# OUI Question



## PPD54 (Apr 28, 2011)

A friend of a friend (yes that's true it's not me) was asking me an OUI related question. They were telling me that their brother was convicted of OUI in the early 90's. In the meantime, their brother moved to Colorado, which allowed him to be licensed. I checked his KQ, which lists that he should be revoked for 2 years. It has been more than 2 years and he has moved back to Mass. He is still revoked pending a reinstatement fee, and I realize that he is currently operating at his own peril. The registry is telling him that b/c of Melanie's law, he needs to pay for the in-car PBT.

My question is if they are pulling his leg. Can they apply Melanie's law retroactively to someone that has been twice convicted in the 90's?


----------



## PPD54 (Apr 28, 2011)

MTC,

I agree. He's pulled one over our eyes to some extent.....and if you run him in MA, he's in trouble....and he clearly knows that. He actually served some jail time for these OUI's so I was just seeing if he's paid his dues or not.


----------



## 263FPD (Oct 29, 2004)

If he is still revoked in CO., technically he has to be Revoked here. Mass RMV civilian staffers rarely if ever do their due diligence when they issue MA licenses. A simple call to the Mass State Police Compliance Unit can change all that. When you run this guy in MA, he should simply come up DEN (Denied NDR Financial Responsibility) or somehing like that.

I think he will have to just submit to th ignition interlock device and deal with it.


----------



## Herrdoktor (Jun 23, 2010)

So if you your license is revoked in MA for two years, but you move to another state that time freezes until you come back?

That's dumb.


----------



## Herrdoktor (Jun 23, 2010)

mtc said:


> Actually - it's revoked until you pay your reinstatement fee$ !!
> 
> This IS MA !!


I love my home state, but it's so fucking stupid.

Side note: I'm actually in RI right now visiting my brother* and somehow this state is even more corrupt and stupid. The State police is poaching the 18 wheelers going over the River on I-95 near Warwick. That shit is a $3,000 fine. Ridiculous.

* - Haven't worked the street in 3 weeks. It's been amazing


----------



## Guest (May 31, 2011)

Herrdoktor said:


> Side note: I'm actually in RI right now visiting my brother* and somehow this state is even more corrupt and stupid. The State police is poaching the 18 wheelers going over the River on I-95 near Warwick. That shit is a $3,000 fine. Ridiculous.


If the RISP is on I-95 in Rhode Island, how exactly is that "poaching"?


----------



## Herrdoktor (Jun 23, 2010)

Delta784 said:


> If the RISP is on I-95 in Rhode Island, how exactly is that "poaching"?

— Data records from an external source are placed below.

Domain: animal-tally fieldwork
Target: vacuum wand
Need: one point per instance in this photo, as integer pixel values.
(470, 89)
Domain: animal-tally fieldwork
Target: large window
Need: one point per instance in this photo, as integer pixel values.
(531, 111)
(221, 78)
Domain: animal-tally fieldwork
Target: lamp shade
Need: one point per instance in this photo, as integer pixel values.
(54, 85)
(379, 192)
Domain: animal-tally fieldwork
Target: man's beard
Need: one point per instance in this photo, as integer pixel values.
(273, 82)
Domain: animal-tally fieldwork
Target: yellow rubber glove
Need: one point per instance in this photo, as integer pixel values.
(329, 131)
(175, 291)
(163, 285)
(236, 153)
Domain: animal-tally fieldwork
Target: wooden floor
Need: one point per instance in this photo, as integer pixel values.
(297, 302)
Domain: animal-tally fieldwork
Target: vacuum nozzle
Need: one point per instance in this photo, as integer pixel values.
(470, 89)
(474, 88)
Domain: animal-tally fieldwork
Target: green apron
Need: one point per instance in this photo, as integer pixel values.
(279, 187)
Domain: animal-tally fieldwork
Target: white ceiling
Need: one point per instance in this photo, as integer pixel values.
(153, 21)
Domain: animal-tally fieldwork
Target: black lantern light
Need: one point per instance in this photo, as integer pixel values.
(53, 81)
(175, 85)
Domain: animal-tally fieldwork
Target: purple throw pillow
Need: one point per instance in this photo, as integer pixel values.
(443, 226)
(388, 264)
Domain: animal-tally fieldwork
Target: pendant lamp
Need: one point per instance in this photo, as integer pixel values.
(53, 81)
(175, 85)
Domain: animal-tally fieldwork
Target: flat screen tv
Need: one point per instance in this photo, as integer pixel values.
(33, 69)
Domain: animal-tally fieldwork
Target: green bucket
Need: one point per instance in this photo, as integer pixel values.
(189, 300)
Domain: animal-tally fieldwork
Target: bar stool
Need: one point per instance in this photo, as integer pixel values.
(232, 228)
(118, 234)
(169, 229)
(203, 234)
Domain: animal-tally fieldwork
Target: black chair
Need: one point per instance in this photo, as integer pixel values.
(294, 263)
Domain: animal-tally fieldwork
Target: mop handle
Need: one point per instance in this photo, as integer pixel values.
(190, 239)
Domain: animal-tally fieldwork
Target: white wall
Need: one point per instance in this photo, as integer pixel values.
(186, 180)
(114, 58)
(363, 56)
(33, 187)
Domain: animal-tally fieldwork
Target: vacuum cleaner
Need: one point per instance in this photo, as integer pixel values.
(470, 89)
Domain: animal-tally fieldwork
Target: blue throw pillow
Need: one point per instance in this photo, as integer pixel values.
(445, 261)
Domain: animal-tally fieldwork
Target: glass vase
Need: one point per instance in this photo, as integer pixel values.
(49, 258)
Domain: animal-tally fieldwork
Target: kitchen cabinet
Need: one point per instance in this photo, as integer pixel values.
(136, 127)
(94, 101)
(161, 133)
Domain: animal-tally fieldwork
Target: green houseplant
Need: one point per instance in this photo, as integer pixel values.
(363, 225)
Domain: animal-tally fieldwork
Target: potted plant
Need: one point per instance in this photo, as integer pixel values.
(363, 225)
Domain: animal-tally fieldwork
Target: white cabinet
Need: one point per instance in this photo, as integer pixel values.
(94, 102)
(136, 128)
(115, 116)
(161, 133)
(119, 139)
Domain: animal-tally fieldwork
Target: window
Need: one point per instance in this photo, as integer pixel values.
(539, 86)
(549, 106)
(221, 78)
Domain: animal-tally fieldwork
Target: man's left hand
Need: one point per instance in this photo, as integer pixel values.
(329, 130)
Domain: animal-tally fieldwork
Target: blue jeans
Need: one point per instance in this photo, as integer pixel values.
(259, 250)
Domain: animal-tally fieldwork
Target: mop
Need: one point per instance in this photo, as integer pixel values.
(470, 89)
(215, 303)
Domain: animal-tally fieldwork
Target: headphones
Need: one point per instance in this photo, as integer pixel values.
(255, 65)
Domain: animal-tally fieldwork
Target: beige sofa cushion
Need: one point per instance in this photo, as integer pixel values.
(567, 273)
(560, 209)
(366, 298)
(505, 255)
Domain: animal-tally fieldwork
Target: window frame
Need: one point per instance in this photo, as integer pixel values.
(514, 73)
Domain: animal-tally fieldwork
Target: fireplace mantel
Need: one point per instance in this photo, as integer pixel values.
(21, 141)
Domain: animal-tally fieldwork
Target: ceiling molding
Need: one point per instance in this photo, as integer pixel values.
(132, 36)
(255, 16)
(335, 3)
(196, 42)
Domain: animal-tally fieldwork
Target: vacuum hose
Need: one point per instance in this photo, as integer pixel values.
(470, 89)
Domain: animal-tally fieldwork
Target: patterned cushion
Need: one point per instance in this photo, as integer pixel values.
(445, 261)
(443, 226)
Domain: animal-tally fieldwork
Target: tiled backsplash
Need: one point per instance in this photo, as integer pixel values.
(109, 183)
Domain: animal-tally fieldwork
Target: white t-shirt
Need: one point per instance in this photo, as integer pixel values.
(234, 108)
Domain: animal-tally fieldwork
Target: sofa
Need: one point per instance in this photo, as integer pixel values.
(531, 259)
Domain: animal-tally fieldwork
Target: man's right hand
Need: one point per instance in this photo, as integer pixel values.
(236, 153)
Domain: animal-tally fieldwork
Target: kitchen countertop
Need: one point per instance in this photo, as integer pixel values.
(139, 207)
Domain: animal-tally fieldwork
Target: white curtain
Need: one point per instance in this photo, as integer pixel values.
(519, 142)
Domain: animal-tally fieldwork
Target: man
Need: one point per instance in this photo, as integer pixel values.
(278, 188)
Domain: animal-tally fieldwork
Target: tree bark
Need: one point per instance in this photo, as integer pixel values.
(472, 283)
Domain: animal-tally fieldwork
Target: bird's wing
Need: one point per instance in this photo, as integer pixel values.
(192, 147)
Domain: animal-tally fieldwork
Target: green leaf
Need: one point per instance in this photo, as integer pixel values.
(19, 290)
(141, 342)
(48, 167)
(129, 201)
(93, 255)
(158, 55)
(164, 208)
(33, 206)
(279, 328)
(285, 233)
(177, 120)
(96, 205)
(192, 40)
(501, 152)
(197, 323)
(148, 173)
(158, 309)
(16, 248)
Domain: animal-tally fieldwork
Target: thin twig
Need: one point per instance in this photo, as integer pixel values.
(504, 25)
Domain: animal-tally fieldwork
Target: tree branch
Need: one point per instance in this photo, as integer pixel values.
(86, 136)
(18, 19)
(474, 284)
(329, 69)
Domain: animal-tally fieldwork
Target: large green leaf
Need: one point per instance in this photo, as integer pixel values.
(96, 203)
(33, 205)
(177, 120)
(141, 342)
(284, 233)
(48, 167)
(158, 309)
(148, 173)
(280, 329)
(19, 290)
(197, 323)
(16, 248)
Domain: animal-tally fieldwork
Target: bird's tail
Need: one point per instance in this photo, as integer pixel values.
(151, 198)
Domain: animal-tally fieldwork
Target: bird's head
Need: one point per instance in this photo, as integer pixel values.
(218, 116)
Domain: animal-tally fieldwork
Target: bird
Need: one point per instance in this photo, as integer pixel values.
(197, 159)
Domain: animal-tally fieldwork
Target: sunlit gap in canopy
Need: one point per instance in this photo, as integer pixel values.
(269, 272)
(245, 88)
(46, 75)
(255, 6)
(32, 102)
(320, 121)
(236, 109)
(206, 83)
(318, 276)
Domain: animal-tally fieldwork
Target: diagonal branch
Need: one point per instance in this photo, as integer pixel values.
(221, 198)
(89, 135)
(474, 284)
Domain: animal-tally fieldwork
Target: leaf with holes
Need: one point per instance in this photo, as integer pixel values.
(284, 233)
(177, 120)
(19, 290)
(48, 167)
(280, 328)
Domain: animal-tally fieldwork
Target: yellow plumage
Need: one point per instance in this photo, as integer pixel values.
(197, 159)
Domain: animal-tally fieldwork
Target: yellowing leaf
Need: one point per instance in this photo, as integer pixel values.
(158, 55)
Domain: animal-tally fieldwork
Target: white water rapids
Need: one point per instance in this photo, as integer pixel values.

Assigning a State Trooper(s) to collect $3000 tickets on one bridge is poaching imo. I have seen local guys sitting in the same two spots as well.

I'm sure those officers/troopers can be a better service to their state elsewhere.


----------



## Herrdoktor (Jun 23, 2010)

mtc said:


> Not to mention - there's a bridge down there the trucks aren't allowed to go over in the first place. :redcarded:


Instead the 18 wheelers have to take an assinine detour that clogs up the secondary roads.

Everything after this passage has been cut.